Like so many mixed outcomes because of this pandemic, not being able to perform the sage ceremony has been both a loss yet an unplanned but welcomed opportunity to reflect on this sometimes-questioned ritual. Over the years, some have rightly pointed out that this practice comes from a Native tradition—and is therefore an appropriation. I respect that. Other circle members do, too.

When we can all safely meet again in person, however, I will share a recent opening which has allowed me to consider this aromatic ritual in a new but still flickering light.

The backstory to this opening: Inspired by a wonderful poem by Judith Offer, “On Studying Sacred Texts,” during Covid Summer at our pre-meeting for worship forums, various members of the FMC community took turns reflecting on various writings, like Martin Luther King, Jr.’s “Letter from Birmingham Jail” or Arundhati Roy’s “The Pandemic is a Portal.

One sacred text we studied, “Skywoman Falling,” comes from the oral tradition. Although this creation story from the Shenandoah and George people begins Robin Wall Kimmerer’s seminal book, Braiding Sweetgrass, “Skywoman Falling” is a story shared, told, passed down from generation to generation, as people sat around a fire. Like, ah, a sharing circle?

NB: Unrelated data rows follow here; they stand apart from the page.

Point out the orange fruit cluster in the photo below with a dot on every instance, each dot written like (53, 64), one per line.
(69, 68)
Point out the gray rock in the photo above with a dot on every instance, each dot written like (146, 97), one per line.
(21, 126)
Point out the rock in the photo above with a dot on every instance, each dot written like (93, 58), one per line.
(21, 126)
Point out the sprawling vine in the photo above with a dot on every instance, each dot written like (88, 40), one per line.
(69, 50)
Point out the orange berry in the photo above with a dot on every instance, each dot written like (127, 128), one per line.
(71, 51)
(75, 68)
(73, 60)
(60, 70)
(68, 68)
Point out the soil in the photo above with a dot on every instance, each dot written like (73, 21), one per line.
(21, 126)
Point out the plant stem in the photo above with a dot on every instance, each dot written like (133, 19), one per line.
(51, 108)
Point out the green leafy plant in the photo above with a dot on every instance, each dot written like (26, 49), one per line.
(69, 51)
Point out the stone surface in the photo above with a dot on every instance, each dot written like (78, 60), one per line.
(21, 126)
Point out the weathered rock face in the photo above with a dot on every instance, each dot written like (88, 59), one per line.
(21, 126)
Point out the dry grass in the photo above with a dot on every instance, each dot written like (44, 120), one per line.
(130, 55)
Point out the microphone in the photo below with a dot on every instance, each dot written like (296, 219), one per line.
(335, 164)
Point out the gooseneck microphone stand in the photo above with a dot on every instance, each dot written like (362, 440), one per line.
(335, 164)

Had the JP sharing-circle originator, Father Brian Murdock, understood humans’ shared circle history? Had he and others intuitively replicated rituals our ancestors had performed? Had he remembered that all humans once sat around fires? When we’d first visited the JP circle, for example, we Quakers were told that prison lighting so harsh and obtrusive, returning citizens would relish a sharing circle’s dim, gentle, soothing lighting. But don’t all of us, returning citizens or not, prompted by the lingering smell of burning sage and the flickering candles in the middle of a circle, remember when we’d sat around a fire and told the stories of our village or shared our own truths? Given how dangerous making eye contact had been behind bars, the JP organizers had also explained that each person ritualistically make eye contact before speaking to be a necessary trust-building exercise. But when we deeply look into another eyes aren’t we, in fact, reinforcing what a nomadic community 0r a village or an extended family does? We see each another. Literally. We value, we honor each person. We acknowledge our shared space. Like the signs in my neighbors’ windows these days, we affirm, “We’re all in this together.”

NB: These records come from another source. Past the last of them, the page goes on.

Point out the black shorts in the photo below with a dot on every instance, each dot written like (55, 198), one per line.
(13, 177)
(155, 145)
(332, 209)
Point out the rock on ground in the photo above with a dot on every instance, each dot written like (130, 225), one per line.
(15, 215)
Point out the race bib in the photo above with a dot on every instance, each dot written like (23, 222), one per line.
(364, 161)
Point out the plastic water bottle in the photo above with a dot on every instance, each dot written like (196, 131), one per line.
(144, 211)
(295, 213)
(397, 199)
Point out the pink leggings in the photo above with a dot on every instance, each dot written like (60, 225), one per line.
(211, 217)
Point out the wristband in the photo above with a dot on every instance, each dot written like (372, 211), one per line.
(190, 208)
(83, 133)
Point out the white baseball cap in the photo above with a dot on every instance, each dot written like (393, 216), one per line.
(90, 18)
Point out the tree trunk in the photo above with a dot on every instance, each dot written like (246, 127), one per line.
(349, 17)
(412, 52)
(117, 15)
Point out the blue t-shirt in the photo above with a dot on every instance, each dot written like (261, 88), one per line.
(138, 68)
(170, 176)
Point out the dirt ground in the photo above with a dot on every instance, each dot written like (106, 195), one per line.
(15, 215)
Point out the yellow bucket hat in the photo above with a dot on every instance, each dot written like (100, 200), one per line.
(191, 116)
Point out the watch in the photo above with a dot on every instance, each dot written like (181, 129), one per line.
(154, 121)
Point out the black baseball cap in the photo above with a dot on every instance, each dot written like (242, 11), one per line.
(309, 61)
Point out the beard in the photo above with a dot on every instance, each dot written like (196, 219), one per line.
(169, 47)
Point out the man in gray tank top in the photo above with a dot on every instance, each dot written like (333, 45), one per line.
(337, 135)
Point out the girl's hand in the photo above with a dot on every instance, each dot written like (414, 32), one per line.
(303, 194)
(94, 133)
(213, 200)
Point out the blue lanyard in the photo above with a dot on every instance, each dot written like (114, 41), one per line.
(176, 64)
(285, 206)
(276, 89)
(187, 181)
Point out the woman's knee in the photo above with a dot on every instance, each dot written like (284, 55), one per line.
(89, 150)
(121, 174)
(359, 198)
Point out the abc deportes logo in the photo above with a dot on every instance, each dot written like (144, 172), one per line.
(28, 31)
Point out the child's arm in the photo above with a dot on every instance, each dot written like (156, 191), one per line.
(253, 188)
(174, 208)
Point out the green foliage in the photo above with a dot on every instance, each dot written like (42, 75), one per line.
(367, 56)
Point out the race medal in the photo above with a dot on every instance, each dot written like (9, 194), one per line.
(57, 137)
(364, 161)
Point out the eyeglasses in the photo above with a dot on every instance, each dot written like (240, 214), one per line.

After hearing how the “Skywoman Falling” story resonated with our forum speaker, I was moved to ask that “circle” of Zoom tiles, “Who are you in this story?” And, like our speaker, several people shared wonderfully open and honest answers.

My answer would have been, “I am the old woman, the crone, seated near the fire to warm her old bones. I am the one telling this story. Again. Like my grandmother, I embellish here and there, add a little something someone in the circle may need to hear that night. My voice rises and falls but when I talk about Muskrat, it becomes husky with love and gratitude.”